The Toronto stock market has turned slightly negative after initially opening higher, with major U.S. stock indexes also near unchanged.
At 1020 ET, the S&P/TSX index was down 10 points, or about 0.1 per cent, the S&P 500 was up 2 points, or 0.2 per cent, and the Dow Jones industrial average was down about 10 points, or less than 0.1 per cent.
The day started on a positive footing, with the TSX buoyed by mining and metals stocks and the implications of better manufacturing data in the United States.

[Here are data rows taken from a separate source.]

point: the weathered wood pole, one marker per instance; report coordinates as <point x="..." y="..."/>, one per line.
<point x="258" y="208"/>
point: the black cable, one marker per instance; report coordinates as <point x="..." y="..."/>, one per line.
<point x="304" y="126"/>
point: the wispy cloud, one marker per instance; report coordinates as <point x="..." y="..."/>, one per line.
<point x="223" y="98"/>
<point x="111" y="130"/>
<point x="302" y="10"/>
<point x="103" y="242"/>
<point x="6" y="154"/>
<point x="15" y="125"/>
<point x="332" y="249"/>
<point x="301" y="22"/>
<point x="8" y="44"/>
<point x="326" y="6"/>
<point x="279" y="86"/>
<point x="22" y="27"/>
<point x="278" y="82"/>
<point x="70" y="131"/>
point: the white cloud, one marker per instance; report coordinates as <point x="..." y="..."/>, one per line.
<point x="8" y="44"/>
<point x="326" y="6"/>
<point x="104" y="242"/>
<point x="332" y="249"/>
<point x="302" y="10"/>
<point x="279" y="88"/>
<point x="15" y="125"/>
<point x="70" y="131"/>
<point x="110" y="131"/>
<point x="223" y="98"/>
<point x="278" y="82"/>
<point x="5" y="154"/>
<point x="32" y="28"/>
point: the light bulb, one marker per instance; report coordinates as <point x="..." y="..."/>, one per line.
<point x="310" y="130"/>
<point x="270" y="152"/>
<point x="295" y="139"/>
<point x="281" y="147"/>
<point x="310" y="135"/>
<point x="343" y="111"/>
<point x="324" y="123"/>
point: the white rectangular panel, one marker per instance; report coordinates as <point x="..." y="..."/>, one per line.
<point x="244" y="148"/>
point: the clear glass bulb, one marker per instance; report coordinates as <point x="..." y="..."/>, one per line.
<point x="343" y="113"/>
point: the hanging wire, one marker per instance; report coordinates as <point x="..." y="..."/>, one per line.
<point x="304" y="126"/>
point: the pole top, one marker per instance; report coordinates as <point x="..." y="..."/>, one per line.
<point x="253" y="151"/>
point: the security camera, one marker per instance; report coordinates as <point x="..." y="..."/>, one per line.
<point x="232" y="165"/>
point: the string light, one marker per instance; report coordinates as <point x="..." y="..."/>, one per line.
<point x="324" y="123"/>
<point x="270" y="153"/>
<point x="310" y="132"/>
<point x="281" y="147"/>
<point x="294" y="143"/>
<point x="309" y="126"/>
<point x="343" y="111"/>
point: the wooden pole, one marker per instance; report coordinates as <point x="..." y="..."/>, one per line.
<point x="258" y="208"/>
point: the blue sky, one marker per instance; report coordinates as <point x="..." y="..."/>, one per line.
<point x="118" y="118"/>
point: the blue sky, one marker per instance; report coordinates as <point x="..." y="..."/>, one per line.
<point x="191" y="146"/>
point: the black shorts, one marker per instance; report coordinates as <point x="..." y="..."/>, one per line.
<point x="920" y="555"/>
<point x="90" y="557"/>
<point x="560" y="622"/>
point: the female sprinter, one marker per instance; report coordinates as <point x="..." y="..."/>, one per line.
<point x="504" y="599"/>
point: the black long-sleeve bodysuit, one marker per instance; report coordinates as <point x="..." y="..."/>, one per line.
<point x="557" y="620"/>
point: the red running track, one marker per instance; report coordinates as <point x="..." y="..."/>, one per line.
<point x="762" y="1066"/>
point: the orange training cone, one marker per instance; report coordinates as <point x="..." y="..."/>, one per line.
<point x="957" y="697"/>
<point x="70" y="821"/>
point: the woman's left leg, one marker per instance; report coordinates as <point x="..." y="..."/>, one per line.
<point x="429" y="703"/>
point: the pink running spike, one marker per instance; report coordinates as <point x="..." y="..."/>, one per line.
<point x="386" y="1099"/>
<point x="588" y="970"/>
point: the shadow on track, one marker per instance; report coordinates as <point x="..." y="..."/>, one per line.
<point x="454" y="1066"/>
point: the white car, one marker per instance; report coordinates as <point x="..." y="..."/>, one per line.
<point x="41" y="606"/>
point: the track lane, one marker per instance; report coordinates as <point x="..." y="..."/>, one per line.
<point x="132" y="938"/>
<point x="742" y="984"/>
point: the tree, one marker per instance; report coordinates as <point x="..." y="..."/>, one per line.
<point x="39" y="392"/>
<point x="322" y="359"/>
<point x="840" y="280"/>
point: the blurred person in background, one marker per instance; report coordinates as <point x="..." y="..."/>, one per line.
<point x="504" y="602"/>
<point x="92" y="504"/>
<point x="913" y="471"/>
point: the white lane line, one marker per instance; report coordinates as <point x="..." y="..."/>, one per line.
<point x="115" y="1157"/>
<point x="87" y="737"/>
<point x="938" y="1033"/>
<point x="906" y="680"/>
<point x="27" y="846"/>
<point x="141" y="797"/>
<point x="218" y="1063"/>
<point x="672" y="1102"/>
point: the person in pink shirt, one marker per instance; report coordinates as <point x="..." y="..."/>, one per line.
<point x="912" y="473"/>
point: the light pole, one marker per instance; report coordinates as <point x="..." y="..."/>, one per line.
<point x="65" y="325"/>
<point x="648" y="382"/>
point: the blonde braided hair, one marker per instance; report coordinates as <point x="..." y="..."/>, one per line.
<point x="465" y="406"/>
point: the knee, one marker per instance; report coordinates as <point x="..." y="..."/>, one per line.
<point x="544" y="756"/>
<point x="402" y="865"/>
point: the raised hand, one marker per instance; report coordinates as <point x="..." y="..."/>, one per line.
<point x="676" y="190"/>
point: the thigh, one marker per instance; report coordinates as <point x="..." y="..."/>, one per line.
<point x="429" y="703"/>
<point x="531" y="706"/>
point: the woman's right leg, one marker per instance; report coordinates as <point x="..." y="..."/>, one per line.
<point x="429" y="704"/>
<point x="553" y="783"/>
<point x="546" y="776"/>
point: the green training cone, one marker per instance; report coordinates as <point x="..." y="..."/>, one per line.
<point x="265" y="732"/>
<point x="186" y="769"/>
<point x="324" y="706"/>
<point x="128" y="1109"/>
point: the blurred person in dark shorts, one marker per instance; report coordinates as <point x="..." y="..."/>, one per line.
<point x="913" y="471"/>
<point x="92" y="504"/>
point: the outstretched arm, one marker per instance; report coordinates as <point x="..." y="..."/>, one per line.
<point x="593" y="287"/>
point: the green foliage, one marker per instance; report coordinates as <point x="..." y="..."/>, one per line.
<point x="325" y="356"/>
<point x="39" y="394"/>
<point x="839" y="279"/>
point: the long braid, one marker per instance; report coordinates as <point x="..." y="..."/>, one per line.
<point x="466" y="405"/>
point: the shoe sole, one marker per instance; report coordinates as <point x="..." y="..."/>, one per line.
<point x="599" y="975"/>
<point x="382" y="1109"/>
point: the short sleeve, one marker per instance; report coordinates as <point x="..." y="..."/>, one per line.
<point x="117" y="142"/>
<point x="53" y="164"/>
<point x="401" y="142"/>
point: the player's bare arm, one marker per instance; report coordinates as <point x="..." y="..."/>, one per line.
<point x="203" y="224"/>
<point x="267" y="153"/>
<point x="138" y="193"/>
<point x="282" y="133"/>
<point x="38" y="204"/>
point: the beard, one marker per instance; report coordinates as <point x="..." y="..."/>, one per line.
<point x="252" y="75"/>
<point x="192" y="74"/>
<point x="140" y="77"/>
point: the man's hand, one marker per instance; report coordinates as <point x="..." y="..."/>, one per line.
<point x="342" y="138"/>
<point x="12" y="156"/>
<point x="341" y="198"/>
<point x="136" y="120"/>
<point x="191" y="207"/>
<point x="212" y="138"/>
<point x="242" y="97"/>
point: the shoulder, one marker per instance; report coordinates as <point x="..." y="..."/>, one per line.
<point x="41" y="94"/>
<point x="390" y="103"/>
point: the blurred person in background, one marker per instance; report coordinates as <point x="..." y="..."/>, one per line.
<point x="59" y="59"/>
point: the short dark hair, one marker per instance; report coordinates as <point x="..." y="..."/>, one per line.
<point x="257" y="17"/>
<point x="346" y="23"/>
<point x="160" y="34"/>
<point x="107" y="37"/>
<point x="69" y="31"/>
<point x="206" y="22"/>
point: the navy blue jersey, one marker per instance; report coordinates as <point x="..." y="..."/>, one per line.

The monthly U.S. manufacturing survey from the Institute for Supply Management on Monday pointed to an improvement. Its main index rose sharply to above 50, a reading that signals growth. The index had been below 50 from June through August.
Overnight markets had received a boost by a Reuters report suggesting Spain was preparing to seek a sovereign bailout from the euro zone. However. Germany was apparently pressing back against those plans.
"Despite the better-than-expected ISM manufacturing survey yesterday, there remain some doubts about longer-term growth prospects for international stocks," Richard Hastings, a macro strategist at Global Hunter Securities, was quoted by Marketwatch as saying. "We would not be surprised to see a few days like this scattered into the rally as traders get ready for Q3 results and for FY 2013 indicators."
In morning economic news, a measure of U.S. home prices jumped 4.6 per cent in August compared to a year ago, the largest year-over-year increase in more than six years.
Meanwhile, General Motors Co. reported a 1.5 per cent increase in September auto sales on the strength of its passenger car sales, while Ford Motor Co posted sales that were on par with its results from a year earlier.Chrysler Group showed a 12 per cent jump in sales to 142,041, marking its best September since 2007.